As students sit for exams this week at Meridian Community College, they can only hope these courses transfer to a four-year university, if they plan on continuing their education.
"It is incumbent upon us to be aware of the different degree requirements at the different universities around Mississippi and to counsel our students the best we can in that endeavor," said MCC president Dr. Scott Elliott.
But there are situations where students may receive poor counseling or for some other reason take the wrong classes that don't transfer. And when that happens, Sen. Videt Carmichael, chair of the Senate Education Committee, says students can get discouraged.
For this reason, both Elliott and Carmichael are working on a graduation rate task force that aims to resolve these issues. There are formal policies and agreements in place for course transfer, but a policy audit this fall showed most arrangements are negotiated on an institution by institution basis.

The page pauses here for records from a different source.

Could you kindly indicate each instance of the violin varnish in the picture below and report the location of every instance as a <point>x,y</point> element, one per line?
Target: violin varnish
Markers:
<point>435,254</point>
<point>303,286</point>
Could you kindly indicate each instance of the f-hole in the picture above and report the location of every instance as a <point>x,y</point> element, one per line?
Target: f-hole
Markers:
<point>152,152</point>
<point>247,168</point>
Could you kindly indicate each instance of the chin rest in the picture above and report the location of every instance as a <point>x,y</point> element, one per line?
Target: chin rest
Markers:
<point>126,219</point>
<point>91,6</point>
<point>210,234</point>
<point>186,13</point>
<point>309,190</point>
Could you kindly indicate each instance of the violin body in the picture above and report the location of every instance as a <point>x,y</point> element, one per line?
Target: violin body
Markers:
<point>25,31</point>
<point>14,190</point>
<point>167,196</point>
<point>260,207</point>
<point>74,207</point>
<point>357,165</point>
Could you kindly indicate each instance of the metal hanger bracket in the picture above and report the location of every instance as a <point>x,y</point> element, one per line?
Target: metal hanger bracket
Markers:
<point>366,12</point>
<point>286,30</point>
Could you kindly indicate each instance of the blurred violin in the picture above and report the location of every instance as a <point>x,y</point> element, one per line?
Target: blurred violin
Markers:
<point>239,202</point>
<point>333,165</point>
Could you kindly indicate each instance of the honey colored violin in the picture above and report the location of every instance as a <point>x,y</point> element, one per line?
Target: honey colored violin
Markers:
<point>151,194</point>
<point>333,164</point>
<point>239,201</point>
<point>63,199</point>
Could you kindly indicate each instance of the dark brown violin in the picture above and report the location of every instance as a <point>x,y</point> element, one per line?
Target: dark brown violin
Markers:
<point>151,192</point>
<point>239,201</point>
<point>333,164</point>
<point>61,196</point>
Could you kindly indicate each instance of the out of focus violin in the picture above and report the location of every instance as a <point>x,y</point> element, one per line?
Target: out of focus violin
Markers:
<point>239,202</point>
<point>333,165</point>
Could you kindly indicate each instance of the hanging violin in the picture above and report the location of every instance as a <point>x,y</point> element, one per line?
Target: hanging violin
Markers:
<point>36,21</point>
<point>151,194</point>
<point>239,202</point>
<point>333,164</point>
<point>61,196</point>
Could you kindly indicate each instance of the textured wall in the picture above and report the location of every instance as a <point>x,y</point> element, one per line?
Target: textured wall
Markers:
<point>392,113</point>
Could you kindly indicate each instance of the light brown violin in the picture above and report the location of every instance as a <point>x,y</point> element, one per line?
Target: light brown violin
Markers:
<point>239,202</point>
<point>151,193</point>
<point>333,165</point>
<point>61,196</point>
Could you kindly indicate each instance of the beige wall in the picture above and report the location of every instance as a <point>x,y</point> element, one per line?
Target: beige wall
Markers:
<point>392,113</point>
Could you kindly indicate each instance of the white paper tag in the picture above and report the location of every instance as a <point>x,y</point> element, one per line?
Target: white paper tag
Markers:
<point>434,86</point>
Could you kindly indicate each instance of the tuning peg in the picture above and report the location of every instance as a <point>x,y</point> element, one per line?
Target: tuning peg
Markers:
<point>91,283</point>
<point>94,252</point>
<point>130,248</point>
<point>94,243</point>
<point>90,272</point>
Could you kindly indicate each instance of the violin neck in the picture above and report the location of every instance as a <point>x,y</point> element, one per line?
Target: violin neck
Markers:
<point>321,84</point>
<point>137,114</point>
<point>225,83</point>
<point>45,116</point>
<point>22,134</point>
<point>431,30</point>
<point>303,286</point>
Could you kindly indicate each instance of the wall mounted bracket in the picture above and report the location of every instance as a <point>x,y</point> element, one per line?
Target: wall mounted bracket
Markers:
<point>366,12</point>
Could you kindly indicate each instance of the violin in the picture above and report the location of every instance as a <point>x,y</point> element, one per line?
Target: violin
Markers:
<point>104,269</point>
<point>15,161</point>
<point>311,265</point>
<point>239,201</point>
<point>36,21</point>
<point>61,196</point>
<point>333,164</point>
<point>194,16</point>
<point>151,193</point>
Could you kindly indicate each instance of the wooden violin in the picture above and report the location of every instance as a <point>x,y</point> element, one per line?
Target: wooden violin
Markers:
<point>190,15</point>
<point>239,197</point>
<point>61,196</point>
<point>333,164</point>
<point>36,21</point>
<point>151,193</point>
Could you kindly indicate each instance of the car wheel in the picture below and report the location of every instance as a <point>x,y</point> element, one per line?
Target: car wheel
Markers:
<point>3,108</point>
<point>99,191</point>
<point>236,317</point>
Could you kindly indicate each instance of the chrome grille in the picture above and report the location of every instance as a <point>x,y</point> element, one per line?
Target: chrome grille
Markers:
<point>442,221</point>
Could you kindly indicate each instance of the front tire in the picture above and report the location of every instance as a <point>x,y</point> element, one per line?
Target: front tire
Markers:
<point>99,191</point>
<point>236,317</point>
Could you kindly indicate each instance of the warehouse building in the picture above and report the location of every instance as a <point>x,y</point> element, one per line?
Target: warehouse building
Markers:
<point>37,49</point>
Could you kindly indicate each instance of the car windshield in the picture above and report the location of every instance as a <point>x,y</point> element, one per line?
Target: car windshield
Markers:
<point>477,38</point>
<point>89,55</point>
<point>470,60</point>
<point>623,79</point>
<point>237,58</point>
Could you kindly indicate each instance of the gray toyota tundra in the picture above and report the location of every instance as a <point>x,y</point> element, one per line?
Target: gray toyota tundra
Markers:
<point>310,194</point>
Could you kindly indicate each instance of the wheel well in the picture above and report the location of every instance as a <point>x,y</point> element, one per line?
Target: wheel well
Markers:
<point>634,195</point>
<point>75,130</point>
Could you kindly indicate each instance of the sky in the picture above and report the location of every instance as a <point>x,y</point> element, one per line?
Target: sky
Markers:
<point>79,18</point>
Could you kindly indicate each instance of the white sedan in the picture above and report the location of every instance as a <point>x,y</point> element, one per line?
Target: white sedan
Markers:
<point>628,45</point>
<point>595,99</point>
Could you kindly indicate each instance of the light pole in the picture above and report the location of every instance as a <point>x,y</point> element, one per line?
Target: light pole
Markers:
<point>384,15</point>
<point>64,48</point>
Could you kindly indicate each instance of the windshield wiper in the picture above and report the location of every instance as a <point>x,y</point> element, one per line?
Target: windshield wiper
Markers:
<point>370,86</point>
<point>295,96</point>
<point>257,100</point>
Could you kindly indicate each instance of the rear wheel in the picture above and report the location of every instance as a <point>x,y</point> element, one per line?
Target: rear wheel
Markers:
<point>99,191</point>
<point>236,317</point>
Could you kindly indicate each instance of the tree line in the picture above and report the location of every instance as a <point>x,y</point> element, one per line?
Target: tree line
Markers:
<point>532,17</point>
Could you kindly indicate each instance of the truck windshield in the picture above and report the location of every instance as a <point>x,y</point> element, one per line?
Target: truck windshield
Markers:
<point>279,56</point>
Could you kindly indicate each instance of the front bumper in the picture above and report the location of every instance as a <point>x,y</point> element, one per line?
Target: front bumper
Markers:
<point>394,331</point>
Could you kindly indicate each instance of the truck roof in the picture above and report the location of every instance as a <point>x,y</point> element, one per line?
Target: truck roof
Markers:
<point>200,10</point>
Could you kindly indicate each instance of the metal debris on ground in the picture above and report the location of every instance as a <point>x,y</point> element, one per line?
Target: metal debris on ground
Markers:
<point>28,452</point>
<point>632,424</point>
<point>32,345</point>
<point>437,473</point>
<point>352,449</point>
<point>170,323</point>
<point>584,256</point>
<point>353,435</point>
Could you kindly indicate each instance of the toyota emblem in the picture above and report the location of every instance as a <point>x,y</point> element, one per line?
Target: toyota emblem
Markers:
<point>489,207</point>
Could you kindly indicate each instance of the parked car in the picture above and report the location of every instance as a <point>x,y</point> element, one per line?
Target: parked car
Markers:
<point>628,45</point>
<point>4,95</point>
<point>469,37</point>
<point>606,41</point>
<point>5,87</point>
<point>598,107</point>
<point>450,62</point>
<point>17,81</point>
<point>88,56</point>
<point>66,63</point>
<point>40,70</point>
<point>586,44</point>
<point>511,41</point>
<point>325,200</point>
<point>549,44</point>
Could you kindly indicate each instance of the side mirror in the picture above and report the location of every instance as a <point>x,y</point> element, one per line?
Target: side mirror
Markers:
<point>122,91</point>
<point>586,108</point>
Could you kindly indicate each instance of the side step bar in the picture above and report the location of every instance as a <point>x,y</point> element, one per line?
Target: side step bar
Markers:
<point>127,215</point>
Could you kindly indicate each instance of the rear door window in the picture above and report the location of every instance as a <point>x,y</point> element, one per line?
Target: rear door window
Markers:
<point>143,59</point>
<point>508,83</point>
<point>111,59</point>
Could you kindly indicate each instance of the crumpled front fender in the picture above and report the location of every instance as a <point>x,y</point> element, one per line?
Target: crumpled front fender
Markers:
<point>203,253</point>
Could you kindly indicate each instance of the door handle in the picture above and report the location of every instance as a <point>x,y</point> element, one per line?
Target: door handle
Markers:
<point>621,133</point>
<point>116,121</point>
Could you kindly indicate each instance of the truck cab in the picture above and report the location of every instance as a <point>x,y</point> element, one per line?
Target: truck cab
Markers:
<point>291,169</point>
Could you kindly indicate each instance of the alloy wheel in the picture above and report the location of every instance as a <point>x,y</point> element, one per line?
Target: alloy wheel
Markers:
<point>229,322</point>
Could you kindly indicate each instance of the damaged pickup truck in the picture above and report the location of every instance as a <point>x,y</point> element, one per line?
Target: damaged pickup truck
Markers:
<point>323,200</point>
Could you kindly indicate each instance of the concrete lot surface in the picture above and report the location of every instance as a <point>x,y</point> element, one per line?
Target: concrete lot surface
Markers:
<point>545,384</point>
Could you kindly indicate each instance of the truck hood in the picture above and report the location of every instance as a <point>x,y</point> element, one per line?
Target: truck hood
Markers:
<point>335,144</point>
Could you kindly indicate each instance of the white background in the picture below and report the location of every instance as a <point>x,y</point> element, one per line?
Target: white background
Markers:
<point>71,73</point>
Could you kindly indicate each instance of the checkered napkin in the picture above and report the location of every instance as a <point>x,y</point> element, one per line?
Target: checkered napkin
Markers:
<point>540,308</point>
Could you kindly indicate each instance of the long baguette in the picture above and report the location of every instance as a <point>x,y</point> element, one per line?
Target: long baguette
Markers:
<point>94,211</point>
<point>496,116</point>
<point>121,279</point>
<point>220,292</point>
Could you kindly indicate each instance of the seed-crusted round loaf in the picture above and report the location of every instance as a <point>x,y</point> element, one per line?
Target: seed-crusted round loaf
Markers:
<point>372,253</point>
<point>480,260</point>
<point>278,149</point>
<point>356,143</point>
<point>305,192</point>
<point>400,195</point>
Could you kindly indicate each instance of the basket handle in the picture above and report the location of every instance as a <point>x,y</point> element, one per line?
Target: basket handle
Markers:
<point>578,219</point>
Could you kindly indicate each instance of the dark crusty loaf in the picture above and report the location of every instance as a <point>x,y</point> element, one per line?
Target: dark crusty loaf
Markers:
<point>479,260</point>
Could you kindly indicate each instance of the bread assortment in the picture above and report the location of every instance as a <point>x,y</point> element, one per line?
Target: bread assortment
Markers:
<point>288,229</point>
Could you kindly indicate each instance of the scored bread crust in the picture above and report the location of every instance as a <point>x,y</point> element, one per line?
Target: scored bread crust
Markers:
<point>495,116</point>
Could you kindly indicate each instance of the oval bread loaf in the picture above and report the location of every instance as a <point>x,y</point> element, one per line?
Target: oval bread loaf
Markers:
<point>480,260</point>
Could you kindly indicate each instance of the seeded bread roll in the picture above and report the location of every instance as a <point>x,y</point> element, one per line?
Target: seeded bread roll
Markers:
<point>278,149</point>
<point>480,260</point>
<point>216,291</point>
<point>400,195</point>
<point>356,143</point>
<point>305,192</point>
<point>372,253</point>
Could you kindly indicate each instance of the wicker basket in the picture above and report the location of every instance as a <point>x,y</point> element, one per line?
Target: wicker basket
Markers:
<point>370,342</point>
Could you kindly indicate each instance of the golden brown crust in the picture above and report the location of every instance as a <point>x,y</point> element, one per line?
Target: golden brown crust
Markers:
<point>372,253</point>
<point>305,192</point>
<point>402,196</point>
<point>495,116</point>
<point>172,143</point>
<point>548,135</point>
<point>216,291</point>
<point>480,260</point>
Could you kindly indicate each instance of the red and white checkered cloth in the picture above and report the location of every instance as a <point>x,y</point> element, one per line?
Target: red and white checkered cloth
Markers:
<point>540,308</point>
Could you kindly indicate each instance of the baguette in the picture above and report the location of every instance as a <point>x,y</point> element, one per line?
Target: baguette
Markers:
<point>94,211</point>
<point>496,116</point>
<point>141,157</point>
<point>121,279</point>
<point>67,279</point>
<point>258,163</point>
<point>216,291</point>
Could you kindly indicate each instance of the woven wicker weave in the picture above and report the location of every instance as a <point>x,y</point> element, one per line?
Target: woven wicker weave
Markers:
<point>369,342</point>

"I think it is just good stewardship and we owe it to the taxpayers to make the process as seamless as possible," said Carmichael.
The state College Board is expected to review a policy in February that will more clearly identify community college classes that qualify for university credit. If no policy is carried out, some state lawmakers have expressed desire to craft legislation that would address the issue. Carmichael says he hopes it doesn't come to that.
According to the Mississippi Board for Community and Junior Colleges, there are more than 70,000 students in the state's fifteen 2-year schools. Almost three-quarters of them are taking classes with plans to transfer to a four-year university.
The Associated Press contributed to this report.